By assembling relevant context from prior alerts and by analyzing patterns in logs and metrics underlying alerts, Alert Response enables on-call engineers to cut down the time spent piecing together insights during an incident from various sources and accelerate recovery.
Setting up Alert Response
Email alerts automatically get a button labeled View Alert that opens the alert on the Alert page, shown in the below image.
If you use Webhook connections offered by Sumo Logic for receiving notifications you need to provide the alertResponseUrl
variable in your notification payload of a Monitor to receive a link that opens Alert Response. When your Monitor is triggered it will generate a URL and provide it in the notification payload where you can use it to open Alert Response. The following is an example Slack payload with the variable:
{
"attachments":[
{
"pretext":"Sumo Logic Alert",
"fields":[
{
"title":"Alert Page",
"value":"{{alertResponseUrl}}"
}
],
"mrkdwn_in":[
"text",
"pretext"
],
"color":"#29A1E6"
}
]
}
Alert list
Alert list shows all the Alerts from triggered Monitors within the past seven days. By default, the list is sorted by status (showing Active on top, followed by Resolved), and then chronologically by creation time.
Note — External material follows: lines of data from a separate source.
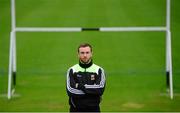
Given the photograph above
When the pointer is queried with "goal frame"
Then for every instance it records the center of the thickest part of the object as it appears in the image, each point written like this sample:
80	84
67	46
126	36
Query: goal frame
12	47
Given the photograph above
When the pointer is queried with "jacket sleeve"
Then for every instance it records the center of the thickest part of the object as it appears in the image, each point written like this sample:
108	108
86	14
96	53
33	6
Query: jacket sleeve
71	85
99	86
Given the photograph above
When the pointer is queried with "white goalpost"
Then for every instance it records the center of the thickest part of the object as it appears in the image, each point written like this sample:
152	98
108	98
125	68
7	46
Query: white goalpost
14	29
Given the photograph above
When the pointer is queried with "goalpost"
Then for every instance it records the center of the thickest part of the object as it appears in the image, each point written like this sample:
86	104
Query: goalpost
14	29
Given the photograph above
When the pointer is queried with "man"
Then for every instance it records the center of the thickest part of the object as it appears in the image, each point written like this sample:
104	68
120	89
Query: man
85	82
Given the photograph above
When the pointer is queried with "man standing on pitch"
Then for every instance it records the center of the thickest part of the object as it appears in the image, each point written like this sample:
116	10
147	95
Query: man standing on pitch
85	82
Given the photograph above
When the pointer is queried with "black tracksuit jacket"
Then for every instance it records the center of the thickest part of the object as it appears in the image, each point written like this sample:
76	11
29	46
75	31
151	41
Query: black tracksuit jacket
85	85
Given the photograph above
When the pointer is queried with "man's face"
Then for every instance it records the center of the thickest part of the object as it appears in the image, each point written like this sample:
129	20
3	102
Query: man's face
85	54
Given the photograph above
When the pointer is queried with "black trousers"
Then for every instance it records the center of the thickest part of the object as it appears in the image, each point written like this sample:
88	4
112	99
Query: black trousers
86	109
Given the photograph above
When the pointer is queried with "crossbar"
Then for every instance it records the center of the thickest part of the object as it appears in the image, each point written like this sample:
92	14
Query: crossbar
79	29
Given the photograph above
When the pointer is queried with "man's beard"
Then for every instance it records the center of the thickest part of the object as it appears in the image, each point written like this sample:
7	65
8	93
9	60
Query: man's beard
86	62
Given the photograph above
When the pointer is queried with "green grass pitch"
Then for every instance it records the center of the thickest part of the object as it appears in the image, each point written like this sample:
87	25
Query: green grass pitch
134	62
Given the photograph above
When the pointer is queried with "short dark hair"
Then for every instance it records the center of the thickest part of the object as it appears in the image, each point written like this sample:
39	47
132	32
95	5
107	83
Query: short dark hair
85	45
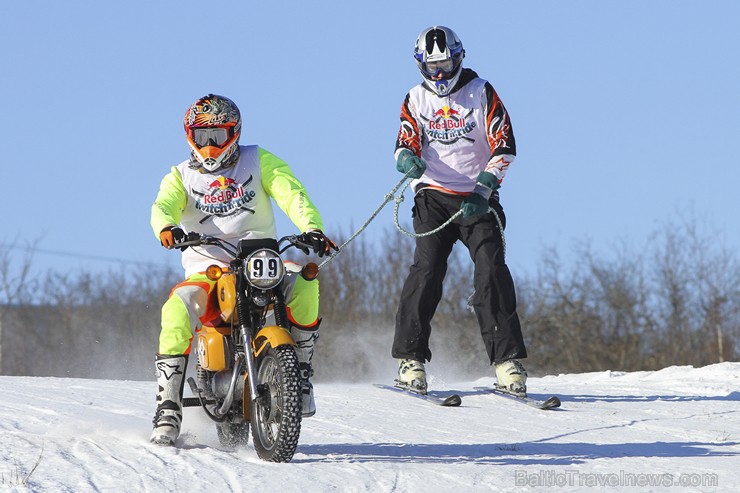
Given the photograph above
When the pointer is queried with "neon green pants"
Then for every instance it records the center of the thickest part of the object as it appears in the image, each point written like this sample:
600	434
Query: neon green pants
190	305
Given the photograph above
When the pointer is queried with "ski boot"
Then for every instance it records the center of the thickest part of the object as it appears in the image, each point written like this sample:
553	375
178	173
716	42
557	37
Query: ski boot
512	377
412	376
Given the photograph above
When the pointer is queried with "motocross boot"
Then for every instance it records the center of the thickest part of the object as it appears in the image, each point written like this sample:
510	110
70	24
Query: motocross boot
412	376
305	340
170	381
512	377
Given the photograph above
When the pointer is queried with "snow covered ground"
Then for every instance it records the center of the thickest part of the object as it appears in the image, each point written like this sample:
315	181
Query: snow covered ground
677	429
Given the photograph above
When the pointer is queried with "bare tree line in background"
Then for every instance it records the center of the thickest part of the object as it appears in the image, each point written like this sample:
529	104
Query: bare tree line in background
674	302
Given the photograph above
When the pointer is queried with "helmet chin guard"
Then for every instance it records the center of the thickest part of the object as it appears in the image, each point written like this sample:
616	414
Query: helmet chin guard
213	127
438	54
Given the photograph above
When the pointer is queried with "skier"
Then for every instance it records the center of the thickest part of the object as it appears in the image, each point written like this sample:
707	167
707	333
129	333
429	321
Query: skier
224	189
456	136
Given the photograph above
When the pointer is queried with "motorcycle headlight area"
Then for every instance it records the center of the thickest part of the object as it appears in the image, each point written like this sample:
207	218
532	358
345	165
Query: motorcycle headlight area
264	269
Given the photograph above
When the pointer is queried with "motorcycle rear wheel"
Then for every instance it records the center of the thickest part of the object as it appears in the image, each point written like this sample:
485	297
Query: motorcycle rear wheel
276	415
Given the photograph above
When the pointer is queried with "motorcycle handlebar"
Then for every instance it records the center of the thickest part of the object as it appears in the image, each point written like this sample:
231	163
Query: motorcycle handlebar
197	239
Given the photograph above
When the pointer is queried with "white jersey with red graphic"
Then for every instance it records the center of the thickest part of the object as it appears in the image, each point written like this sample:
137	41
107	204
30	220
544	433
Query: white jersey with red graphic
458	135
231	204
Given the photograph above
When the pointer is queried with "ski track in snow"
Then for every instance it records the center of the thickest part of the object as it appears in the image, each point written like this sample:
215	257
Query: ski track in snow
92	435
To open the Alert list, click the bell icon in the top menu.
To filter or sort by category (e.g., Name, Severity, Status), you can use the search bar or click on a column header.
Resolve Alerts
To resolve an alert, click a row to select it and click Resolve.
Alert Page
The Alert Page is where you can view granular details about an individual alert. To get to an Alert page, click on any row from your Alert list.
An Alert provides curated information to on-calls in order for them to troubleshoot issues more quickly. It provides two different types of information to help get to the root cause of the issue quickly.
- Alert Details: Overview of the alert that was triggered to help you understand the issue and its potential impact.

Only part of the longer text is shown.